La novela llegó pues, precedida de elogios, a 'cuenta gota', viajando, en maletas y envíos de correo particulares, hasta afincarse entre los finalista del "Premio Memorial Silverio Cañada" a la mejor primera novela negra publicada en el año. Un galardón que no tardaría en adjudicarse a pesar de la gran calidad del resto de participantes.
El Güero un personaje 'alto y en color' es el protagonista de este 'western' moderno matizado de 'road movie'. Un güey bien cabronazo pero con pendejadas de chamaquito sentimental que recibe el encargo de despacharse a un mondrigo por el que su jefecito "El Señor", esta nomás refundido en el bote. Un jale que el Güero no podrá cumplir porque aquel bocón cobarde es también un buen padre y "él sabía perfectamente distinguir a un buen hombre de un desgraciado". Si sólo hubiese sido ese pequeño detalle, el Señor, su jefecito, nomás lo hubiere despedido con el consejo de no volver a verlo jamás... después de reintegrar el adelanto cobrado. "Ái nos vemos Güero"
Si no hubiese sido por que tenía que manejar 200 kilómetros hasta el banco más cercano, en Zopilote y porque precisamente ese día tres narquillos que llevan días manejando "trazando una línea roja sobre el mapa de Norteamérica, una cicatriz dibujada con sangre y balas" coincidieron con él en la pinche agencia bancaria. El Güero, si no fuera por ese raíte del pinche destino se hubiera retirado nomás ese día.
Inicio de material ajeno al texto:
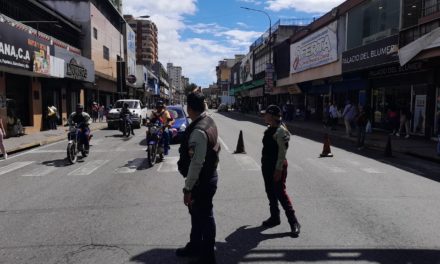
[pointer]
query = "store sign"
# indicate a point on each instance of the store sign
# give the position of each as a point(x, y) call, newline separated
point(76, 67)
point(377, 53)
point(269, 78)
point(317, 49)
point(396, 69)
point(19, 49)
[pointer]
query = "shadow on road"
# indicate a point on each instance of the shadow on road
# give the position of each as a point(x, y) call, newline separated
point(57, 163)
point(399, 160)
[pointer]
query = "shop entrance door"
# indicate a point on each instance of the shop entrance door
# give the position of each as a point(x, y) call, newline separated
point(18, 91)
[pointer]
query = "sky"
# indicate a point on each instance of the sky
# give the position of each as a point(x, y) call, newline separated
point(197, 34)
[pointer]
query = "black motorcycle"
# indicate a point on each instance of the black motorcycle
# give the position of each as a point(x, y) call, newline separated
point(124, 125)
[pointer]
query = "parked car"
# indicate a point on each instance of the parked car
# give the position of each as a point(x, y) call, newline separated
point(222, 108)
point(181, 121)
point(136, 107)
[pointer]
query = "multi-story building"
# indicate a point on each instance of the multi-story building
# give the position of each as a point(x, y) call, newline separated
point(117, 4)
point(175, 76)
point(102, 41)
point(146, 40)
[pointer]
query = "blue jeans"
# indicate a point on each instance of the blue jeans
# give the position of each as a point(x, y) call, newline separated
point(84, 137)
point(166, 140)
point(438, 145)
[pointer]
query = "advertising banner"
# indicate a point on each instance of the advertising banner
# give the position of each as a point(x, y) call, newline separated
point(317, 49)
point(375, 54)
point(76, 67)
point(419, 114)
point(246, 69)
point(19, 49)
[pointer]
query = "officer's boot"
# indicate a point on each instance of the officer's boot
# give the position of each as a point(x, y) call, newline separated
point(190, 250)
point(294, 225)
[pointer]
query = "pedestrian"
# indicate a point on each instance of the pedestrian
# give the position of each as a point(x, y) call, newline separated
point(95, 110)
point(333, 115)
point(101, 113)
point(2, 135)
point(438, 132)
point(199, 156)
point(405, 116)
point(52, 113)
point(274, 168)
point(361, 123)
point(348, 115)
point(393, 120)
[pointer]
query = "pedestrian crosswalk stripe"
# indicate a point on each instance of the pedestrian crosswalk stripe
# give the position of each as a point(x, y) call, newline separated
point(371, 170)
point(247, 163)
point(89, 168)
point(41, 171)
point(14, 166)
point(168, 165)
point(132, 166)
point(324, 166)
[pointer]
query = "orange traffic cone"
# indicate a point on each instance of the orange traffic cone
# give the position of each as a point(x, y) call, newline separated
point(240, 145)
point(326, 152)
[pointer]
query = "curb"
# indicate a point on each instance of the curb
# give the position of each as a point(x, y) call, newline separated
point(373, 145)
point(45, 142)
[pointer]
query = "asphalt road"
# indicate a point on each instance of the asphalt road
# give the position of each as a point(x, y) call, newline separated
point(111, 208)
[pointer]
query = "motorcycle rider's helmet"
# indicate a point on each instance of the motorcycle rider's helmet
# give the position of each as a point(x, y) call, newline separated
point(160, 104)
point(79, 108)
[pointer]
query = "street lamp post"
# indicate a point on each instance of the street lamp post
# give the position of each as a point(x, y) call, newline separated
point(270, 39)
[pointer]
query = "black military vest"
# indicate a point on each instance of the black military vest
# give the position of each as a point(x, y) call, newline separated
point(207, 125)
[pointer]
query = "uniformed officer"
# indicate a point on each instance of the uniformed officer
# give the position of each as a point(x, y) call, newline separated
point(199, 157)
point(274, 167)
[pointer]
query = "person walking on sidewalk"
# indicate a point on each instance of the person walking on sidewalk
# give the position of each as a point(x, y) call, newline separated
point(405, 116)
point(333, 115)
point(362, 119)
point(2, 135)
point(348, 115)
point(199, 157)
point(52, 116)
point(274, 168)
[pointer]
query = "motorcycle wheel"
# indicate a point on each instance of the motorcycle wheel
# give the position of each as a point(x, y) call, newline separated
point(152, 151)
point(71, 153)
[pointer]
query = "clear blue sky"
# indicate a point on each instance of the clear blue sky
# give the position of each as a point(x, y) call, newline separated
point(196, 34)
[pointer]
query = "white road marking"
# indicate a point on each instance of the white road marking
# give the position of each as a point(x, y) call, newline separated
point(224, 145)
point(371, 170)
point(14, 166)
point(41, 171)
point(325, 166)
point(132, 166)
point(168, 165)
point(247, 163)
point(89, 168)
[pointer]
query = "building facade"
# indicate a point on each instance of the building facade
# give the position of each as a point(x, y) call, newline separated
point(146, 40)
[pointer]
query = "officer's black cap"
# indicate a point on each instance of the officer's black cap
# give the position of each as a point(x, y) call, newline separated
point(273, 110)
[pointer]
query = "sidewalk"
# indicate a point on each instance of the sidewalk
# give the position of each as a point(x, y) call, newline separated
point(16, 144)
point(414, 146)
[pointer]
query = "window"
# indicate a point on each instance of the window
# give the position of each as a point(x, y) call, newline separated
point(106, 53)
point(375, 20)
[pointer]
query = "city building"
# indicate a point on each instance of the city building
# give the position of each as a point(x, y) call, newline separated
point(41, 65)
point(146, 40)
point(102, 41)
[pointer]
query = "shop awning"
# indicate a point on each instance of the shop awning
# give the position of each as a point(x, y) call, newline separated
point(247, 86)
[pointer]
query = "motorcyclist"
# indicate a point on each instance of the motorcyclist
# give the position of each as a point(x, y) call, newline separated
point(82, 119)
point(125, 115)
point(163, 116)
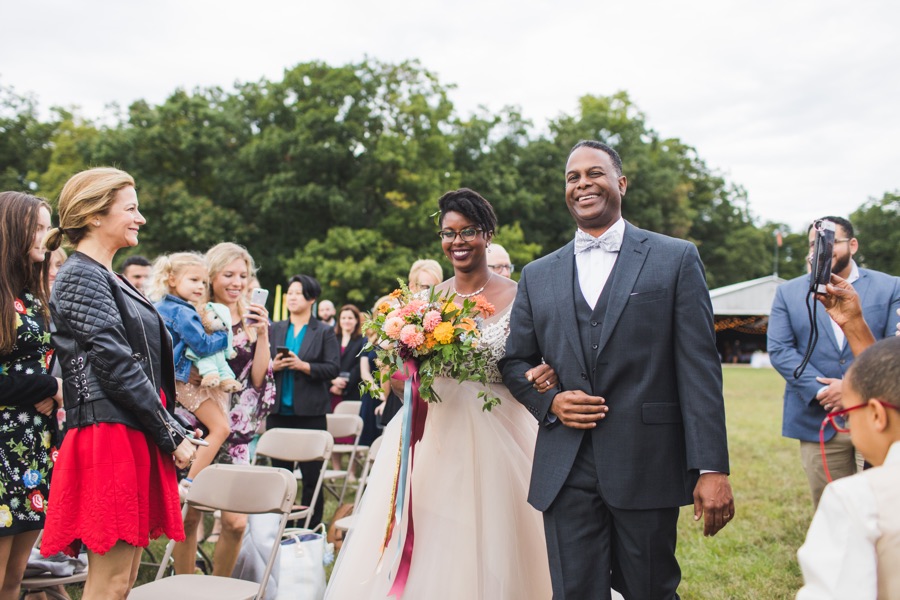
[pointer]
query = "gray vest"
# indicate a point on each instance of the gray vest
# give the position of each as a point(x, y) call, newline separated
point(590, 326)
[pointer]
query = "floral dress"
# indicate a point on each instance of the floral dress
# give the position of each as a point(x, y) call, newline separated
point(249, 407)
point(246, 409)
point(26, 455)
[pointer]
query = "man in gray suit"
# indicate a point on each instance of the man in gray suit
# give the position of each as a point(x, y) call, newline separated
point(809, 397)
point(637, 427)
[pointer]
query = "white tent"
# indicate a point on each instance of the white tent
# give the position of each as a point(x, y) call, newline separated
point(747, 298)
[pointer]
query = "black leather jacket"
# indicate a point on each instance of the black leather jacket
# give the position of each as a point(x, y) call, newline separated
point(114, 351)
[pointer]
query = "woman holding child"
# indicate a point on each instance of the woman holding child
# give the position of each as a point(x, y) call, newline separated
point(230, 269)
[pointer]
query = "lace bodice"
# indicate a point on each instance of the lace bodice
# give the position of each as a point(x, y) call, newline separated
point(493, 337)
point(494, 332)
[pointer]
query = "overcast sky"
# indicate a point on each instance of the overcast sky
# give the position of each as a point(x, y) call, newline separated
point(796, 101)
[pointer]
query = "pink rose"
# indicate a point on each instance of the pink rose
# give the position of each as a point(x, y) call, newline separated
point(411, 336)
point(431, 320)
point(392, 327)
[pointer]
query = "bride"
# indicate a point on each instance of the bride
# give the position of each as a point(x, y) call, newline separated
point(476, 537)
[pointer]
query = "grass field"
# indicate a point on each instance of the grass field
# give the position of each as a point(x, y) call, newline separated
point(755, 556)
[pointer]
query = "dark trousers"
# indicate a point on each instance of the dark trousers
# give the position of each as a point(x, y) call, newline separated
point(310, 470)
point(593, 546)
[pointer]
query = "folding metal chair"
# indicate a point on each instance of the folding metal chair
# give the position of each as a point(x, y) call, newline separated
point(342, 426)
point(350, 407)
point(346, 523)
point(298, 445)
point(46, 583)
point(243, 489)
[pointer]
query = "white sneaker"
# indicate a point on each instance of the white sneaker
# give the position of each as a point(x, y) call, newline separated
point(183, 488)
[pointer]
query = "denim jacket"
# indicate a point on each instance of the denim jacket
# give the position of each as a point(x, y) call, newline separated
point(184, 325)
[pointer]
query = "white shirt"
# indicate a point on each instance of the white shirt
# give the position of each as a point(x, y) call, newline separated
point(595, 265)
point(838, 558)
point(838, 332)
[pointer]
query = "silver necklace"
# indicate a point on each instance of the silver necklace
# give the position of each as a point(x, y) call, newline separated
point(476, 292)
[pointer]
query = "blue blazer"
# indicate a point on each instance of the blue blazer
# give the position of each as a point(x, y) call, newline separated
point(184, 325)
point(788, 334)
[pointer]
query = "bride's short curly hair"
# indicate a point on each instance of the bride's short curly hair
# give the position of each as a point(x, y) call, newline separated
point(471, 205)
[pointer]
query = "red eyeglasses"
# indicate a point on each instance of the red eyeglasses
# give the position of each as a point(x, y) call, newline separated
point(841, 425)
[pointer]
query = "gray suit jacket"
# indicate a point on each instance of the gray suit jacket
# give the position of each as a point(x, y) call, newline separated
point(657, 367)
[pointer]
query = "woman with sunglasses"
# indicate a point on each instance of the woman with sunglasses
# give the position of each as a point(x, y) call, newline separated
point(476, 537)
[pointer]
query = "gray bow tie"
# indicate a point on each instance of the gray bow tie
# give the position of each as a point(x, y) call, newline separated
point(611, 241)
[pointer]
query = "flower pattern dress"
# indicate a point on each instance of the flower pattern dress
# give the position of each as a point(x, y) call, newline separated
point(25, 434)
point(248, 408)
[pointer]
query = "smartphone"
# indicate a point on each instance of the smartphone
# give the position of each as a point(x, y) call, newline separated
point(821, 257)
point(259, 296)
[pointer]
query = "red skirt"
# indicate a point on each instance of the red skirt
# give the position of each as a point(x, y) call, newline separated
point(110, 483)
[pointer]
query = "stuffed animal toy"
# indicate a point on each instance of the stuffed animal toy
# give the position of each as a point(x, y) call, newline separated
point(213, 368)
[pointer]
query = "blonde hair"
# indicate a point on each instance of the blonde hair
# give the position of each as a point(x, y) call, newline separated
point(220, 256)
point(172, 265)
point(85, 195)
point(425, 265)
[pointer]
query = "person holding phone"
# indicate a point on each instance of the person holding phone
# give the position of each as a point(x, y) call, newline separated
point(303, 375)
point(230, 269)
point(114, 482)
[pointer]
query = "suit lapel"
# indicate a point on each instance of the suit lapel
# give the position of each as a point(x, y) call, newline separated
point(561, 280)
point(628, 267)
point(312, 331)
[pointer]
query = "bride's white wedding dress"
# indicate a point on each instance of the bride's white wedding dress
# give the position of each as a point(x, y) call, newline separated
point(476, 537)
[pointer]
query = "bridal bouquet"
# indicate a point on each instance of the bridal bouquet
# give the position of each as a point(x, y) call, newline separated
point(439, 336)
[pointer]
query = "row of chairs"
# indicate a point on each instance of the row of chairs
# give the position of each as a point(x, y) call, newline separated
point(255, 490)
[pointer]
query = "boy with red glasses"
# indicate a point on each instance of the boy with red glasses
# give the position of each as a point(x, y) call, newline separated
point(852, 548)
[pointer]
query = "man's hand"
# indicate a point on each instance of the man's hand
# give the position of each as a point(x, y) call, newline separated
point(714, 501)
point(830, 397)
point(542, 377)
point(578, 410)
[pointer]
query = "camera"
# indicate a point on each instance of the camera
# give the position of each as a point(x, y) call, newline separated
point(821, 256)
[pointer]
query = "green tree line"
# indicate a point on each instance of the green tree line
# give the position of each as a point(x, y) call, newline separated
point(335, 171)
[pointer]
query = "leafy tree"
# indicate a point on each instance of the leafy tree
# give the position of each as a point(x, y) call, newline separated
point(353, 265)
point(877, 225)
point(24, 141)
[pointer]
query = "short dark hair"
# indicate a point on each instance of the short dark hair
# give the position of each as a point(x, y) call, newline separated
point(876, 372)
point(471, 205)
point(311, 288)
point(613, 155)
point(841, 221)
point(137, 261)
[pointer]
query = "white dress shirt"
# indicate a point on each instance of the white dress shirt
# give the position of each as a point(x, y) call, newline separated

Un argumento con ritmo cadencioso, desprovisto de esos calambrazos tan característicos del trhiller, que va transcurriendo sobre unos diálogos ingeniosos conformando el retrato de los diferentes personajes. Estos (los diálogos) fluyen de forma natural y particularmente sugestiva, dotando a la narración de una dimensión colorista a la que seguramente no es ajena la condición de ilustrador de su autor y su contacto con el mundo del cómic. Ese perfilado, como el de ese 'pitoniso' chino que sale de la historia del mismo modo que entró, sin saber por donde, es absolutamente genial. O la sucesión de anécdotas que sin tener una relación estrictamente directa con el hilo central de la historia van construyendo una ambientación, una realidad, donde lo que va ocurriendo resulta del todo verosímil a pesar de lo absurdo de algunas situaciones.
Todo ello arropado por una fina ironía que no deja de ser una crítica abierta a esa parte de la realidad mejicana que se codea con la corrupción, los cambalaches del poder y el narcotráfico. Una visión esperpéntica llena de una entrañable lucidez del que convive esa "realidad" y que salva la grotesca caricatura de otras novelas con pretensión de "realistas" pergeñadas con ínfulas aleccionadoras.